Both rules will be published May 16, 2012, and are effective on July 16, 2012.
CMS Finalizes Changes in Medicare/Medicaid Provider and Supplier Enrollment, Ordering, Documentation Requirements
CMS published a final rule on April 27, 2012 that updates regulations regarding Medicare and Medicaid provider and supplier enrollment, ordering and referring, documentation requirements, and provider agreements, effective June 26, 2012. The rule modifies and finalizes several ACA provisions implemented in the May 5, 2010 interim final rule with comment period. Among other things, the rule:
- Requires all providers of medical or other items or services and suppliers that qualify for a National Provider Identifier (NPI) to include their NPI on all Medicare and Medicaid enrollment applications and claims.

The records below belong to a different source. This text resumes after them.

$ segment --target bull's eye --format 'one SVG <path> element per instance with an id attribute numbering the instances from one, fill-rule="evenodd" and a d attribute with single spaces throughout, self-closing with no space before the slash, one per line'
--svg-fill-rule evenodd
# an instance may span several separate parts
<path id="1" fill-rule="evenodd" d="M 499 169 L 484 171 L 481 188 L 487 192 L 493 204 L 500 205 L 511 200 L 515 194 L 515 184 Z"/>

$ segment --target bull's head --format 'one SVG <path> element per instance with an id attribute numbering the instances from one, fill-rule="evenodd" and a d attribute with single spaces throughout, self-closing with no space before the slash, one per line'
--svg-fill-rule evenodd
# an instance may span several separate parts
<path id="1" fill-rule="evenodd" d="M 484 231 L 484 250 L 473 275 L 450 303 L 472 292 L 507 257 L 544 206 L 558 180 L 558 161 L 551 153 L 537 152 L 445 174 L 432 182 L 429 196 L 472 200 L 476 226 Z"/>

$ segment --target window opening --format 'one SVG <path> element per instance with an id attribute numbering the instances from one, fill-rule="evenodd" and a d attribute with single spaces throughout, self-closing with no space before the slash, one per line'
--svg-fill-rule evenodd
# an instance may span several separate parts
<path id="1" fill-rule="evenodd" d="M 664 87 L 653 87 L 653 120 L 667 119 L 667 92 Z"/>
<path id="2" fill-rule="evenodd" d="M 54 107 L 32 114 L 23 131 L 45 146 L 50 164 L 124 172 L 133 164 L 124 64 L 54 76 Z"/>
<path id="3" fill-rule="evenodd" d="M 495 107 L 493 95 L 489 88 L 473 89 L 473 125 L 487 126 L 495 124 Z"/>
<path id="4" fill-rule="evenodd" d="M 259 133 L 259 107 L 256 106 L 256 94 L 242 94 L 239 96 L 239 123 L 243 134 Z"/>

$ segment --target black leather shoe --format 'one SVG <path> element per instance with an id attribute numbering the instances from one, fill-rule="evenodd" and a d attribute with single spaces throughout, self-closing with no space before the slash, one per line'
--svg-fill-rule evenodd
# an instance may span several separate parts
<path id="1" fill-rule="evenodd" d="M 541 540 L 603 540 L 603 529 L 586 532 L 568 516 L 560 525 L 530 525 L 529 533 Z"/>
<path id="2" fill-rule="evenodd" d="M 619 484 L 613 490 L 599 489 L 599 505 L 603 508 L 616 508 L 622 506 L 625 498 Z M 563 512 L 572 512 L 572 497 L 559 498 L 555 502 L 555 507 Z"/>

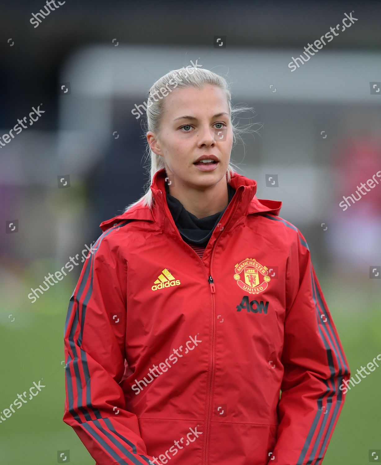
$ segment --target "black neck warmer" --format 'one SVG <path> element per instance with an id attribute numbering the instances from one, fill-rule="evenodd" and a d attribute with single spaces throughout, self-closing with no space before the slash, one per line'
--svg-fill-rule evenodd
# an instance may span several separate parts
<path id="1" fill-rule="evenodd" d="M 183 239 L 186 242 L 190 242 L 201 247 L 206 246 L 210 236 L 218 224 L 224 212 L 218 212 L 214 215 L 198 218 L 186 210 L 182 204 L 175 197 L 169 193 L 169 188 L 166 183 L 167 203 L 175 224 Z M 227 184 L 228 203 L 230 203 L 235 193 L 235 189 Z"/>

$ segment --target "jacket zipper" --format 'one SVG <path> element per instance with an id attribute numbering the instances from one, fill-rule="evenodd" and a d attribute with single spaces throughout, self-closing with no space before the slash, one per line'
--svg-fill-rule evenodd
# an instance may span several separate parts
<path id="1" fill-rule="evenodd" d="M 162 193 L 162 192 L 161 191 L 160 191 L 160 197 L 161 198 L 161 202 L 162 202 L 162 203 L 163 204 L 163 210 L 164 210 L 164 213 L 165 213 L 166 216 L 167 217 L 167 218 L 168 218 L 168 219 L 169 220 L 169 221 L 171 221 L 171 219 L 169 218 L 169 217 L 168 216 L 168 215 L 167 215 L 167 212 L 166 211 L 166 210 L 165 210 L 165 205 L 164 205 L 164 196 L 163 195 L 163 193 Z M 233 214 L 230 215 L 230 217 L 229 218 L 229 220 L 228 220 L 227 223 L 227 225 L 226 225 L 227 226 L 228 226 L 228 225 L 229 224 L 229 223 L 230 222 L 230 221 L 231 221 L 232 218 L 233 217 L 233 216 L 234 216 L 234 213 L 235 213 L 235 212 L 237 210 L 237 208 L 238 207 L 238 204 L 239 204 L 239 202 L 241 201 L 241 200 L 242 200 L 242 194 L 241 194 L 241 197 L 240 198 L 240 200 L 238 202 L 237 202 L 237 203 L 236 204 L 235 207 L 234 208 L 234 211 L 233 212 Z M 172 219 L 172 220 L 173 220 L 173 219 Z M 203 267 L 204 267 L 204 269 L 205 271 L 206 272 L 206 271 L 207 271 L 207 267 L 205 266 L 205 265 L 204 263 L 204 262 L 202 261 L 202 259 L 201 258 L 201 257 L 200 256 L 200 255 L 199 255 L 199 254 L 197 253 L 197 252 L 194 249 L 193 249 L 188 244 L 187 244 L 185 242 L 185 241 L 184 240 L 184 239 L 183 239 L 183 238 L 181 237 L 181 234 L 179 232 L 178 229 L 177 229 L 177 227 L 175 227 L 176 226 L 176 225 L 175 224 L 174 226 L 175 226 L 175 229 L 176 230 L 176 232 L 177 232 L 177 235 L 179 236 L 180 236 L 180 238 L 181 239 L 181 240 L 182 241 L 182 242 L 184 242 L 184 243 L 186 245 L 187 245 L 188 247 L 189 247 L 189 248 L 199 258 L 199 259 L 200 260 L 200 261 L 201 262 L 201 264 L 202 265 Z M 214 243 L 213 244 L 213 247 L 212 248 L 212 254 L 211 254 L 211 257 L 210 257 L 210 266 L 209 266 L 209 276 L 208 277 L 208 282 L 209 283 L 209 286 L 210 286 L 210 291 L 211 291 L 211 292 L 212 293 L 212 305 L 213 314 L 213 336 L 212 336 L 212 352 L 211 353 L 211 359 L 210 359 L 210 362 L 211 362 L 210 365 L 211 365 L 211 370 L 210 370 L 210 376 L 209 377 L 209 389 L 208 389 L 208 411 L 207 411 L 207 424 L 206 424 L 206 428 L 205 428 L 205 457 L 204 457 L 204 465 L 207 465 L 207 446 L 208 445 L 208 433 L 209 433 L 209 424 L 210 423 L 210 419 L 211 419 L 211 416 L 212 416 L 210 414 L 211 411 L 211 408 L 210 408 L 211 407 L 211 402 L 210 402 L 210 400 L 211 400 L 211 391 L 212 390 L 212 380 L 213 378 L 213 374 L 214 374 L 214 336 L 215 336 L 215 296 L 214 296 L 214 294 L 215 294 L 215 292 L 216 291 L 215 291 L 215 287 L 214 286 L 214 282 L 213 280 L 213 278 L 212 277 L 212 262 L 213 262 L 213 256 L 214 254 L 214 251 L 215 250 L 215 246 L 216 246 L 216 245 L 217 244 L 217 242 L 219 240 L 220 237 L 221 237 L 221 234 L 222 233 L 222 232 L 221 231 L 220 232 L 220 234 L 216 238 L 216 240 L 214 241 Z M 207 274 L 207 272 L 206 274 Z"/>
<path id="2" fill-rule="evenodd" d="M 241 195 L 241 197 L 240 199 L 240 201 L 241 201 L 241 199 L 242 199 L 242 195 Z M 237 208 L 238 207 L 238 203 L 239 203 L 238 202 L 236 203 L 235 205 L 235 208 L 234 209 L 234 211 L 233 212 L 233 214 L 230 215 L 230 217 L 226 224 L 227 226 L 230 222 L 230 220 L 231 220 L 232 218 L 233 217 L 233 216 L 234 216 L 234 213 L 235 213 Z M 222 232 L 222 231 L 221 232 Z M 220 238 L 221 237 L 221 232 L 220 232 L 220 235 L 216 238 L 216 240 L 214 241 L 214 243 L 213 244 L 213 247 L 212 249 L 212 255 L 210 257 L 210 266 L 209 267 L 210 276 L 208 279 L 209 283 L 210 285 L 211 291 L 212 292 L 212 301 L 213 310 L 213 334 L 212 338 L 212 354 L 211 354 L 212 356 L 211 359 L 211 365 L 212 366 L 212 369 L 210 372 L 210 378 L 209 379 L 209 392 L 208 394 L 208 412 L 207 412 L 207 425 L 206 425 L 206 427 L 205 428 L 205 456 L 204 460 L 204 465 L 207 465 L 207 447 L 209 445 L 208 443 L 208 440 L 209 439 L 208 436 L 209 432 L 209 425 L 212 417 L 212 415 L 211 415 L 212 411 L 211 408 L 211 392 L 212 390 L 212 381 L 213 379 L 213 375 L 214 375 L 214 351 L 215 349 L 214 336 L 215 334 L 215 319 L 216 319 L 215 300 L 215 296 L 214 295 L 215 294 L 215 288 L 214 286 L 214 281 L 213 280 L 213 278 L 212 277 L 212 264 L 213 261 L 213 256 L 214 254 L 214 251 L 215 251 L 215 246 L 217 245 L 217 242 L 220 240 Z"/>

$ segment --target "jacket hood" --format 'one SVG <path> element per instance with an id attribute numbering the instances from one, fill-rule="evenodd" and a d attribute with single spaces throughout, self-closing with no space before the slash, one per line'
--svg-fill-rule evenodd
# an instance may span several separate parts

- Requires physicians and other professionals who are permitted to order and certify Medicare covered items and services to be enrolled in Medicare. The final rule modifies a requirement that had been in the interim final rule that the ordering provider be registered in the Medicare Provider Enrollment, Chain, and Ownership System (PECOS). While the rule still requires ordering physicians and other eligible professionals to be enrolled in the Medicare program (or to maintain a valid opt-out record), enrollment in PECOS is no longer required.
- Mandates document retention and provision requirements for certain providers and suppliers that order and certify items and services for Medicare beneficiaries. The provision specifically applies to durable medical equipment, prosthetics, orthotics, and supplies (DMEPOS), laboratory, imaging, and home health services – importantly, CMS has dropped an earlier reference to “specialist services” being subject to these requirements. The final rule also clarifies that the documentation requirement is not the responsibility of the physicians interpreting imaging studies -- only the technical component entity has to meet these requirements. Under the final rule, necessary documentation must be retained for 7 years from the date of service (rather than the date of the order or certification as provided under the interim final rule). A provider or supplier that does not meet the documentation retention requirements is subject to revocation for not more than 1 year for each act of noncompliance.